To be clear, I have no first-hand knowledge of these plans, nor have I ever heard from my own sources that Microsoft is plotting an AIO computer. But as Mary Jo and I pondered aloud on this week’s episode of Windows Weekly, what might a fall hardware event look like if Microsoft won’t release the Surface Book 2 and Surface Pro 5 until next Spring?
There are a number of possibilities.
As Brad previously reported, Microsoft is working on Xbox-branded “streamer” devices, which would essentially be Chromecast and Roku-type living room solutions.
Mary Jo has wondered whether Microsoft might offer mid-stream updates for the Surface Book and Surface Pro 4, not changing the branding but upgrading the processors to (presumably) more reliable Kaby Lake-based units.
And then there is of course the oft-rumored Surface phone, though most expect such a device to appear in the spring, if its ever released at all.
But the Surface AIO is an interesting option too. I’ve long argued for desktop Surface equipment, though I’m surprised that Microsoft didn’t start with 3:2 displays that would mate cleanly with its tablets. Mary Jo says, however, that a Surface AIO is a likely candidate for an October event.
“Microsoft is holding a Fall hardware launch in late October, where I’m hearing it will take the wraps off a Surface-branded device, which some of my contacts are saying is known as ‘Cardinal’,” she writes. “I’ve heard that Surface Cardinal could be positioned as a product that can turn your desk into ‘a studio.’ My bet: Cardinal is the rumored Surface All-in-One device running Windows 10.”

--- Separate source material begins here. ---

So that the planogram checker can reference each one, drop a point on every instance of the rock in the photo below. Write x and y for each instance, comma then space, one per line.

Digitimes was the first to report about such a product. That notoriously unreliable publication claimed, too, that the device could launch in Q3 2016. And this follows a 2015 report about a Microsoft patent for an AIO computer.
A few other notes. As we discussed on Windows Weekly, Foley believes that the fall event could include third party PC makers, though Microsoft has never mixed Surface with other PC makers. I’m not sure I believe that one.

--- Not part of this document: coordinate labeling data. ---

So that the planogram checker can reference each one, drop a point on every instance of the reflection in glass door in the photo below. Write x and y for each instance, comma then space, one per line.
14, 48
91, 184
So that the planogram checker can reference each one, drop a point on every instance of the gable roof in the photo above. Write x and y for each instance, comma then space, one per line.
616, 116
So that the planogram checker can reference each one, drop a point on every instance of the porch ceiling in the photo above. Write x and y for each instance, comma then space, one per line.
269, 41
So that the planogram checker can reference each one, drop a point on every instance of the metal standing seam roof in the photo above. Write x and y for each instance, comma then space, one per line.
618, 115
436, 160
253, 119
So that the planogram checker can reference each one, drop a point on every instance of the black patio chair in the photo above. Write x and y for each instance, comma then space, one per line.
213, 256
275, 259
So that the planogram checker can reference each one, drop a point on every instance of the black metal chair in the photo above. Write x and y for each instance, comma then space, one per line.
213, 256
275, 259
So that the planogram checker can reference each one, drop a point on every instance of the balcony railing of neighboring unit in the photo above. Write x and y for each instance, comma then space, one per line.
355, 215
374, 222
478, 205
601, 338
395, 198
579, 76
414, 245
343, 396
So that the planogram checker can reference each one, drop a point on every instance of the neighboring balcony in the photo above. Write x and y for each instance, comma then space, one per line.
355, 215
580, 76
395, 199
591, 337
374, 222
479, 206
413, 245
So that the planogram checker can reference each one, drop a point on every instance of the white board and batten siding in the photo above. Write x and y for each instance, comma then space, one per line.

As intriguing, Foley’s contacts also tell her not to expect updates to the Surface 3 or Microsoft Band 2 this year. While the non-Pro Surface’s fate is up in the air, most had expected Microsoft to deliver a much-needed Band replacement this fall. I’ve not heard either way, again, but this one surprises me too.
The worst part of this news, for me, is that the hardware event is rumored to be happening on October 26. That’s the week Mary Jo and I are in Las Vegas for Dev Connections, so we’d have to miss it if that is true. But then I guess that would let us cover it remotely, assuming Microsoft streams the event. Which they’ve done in the past.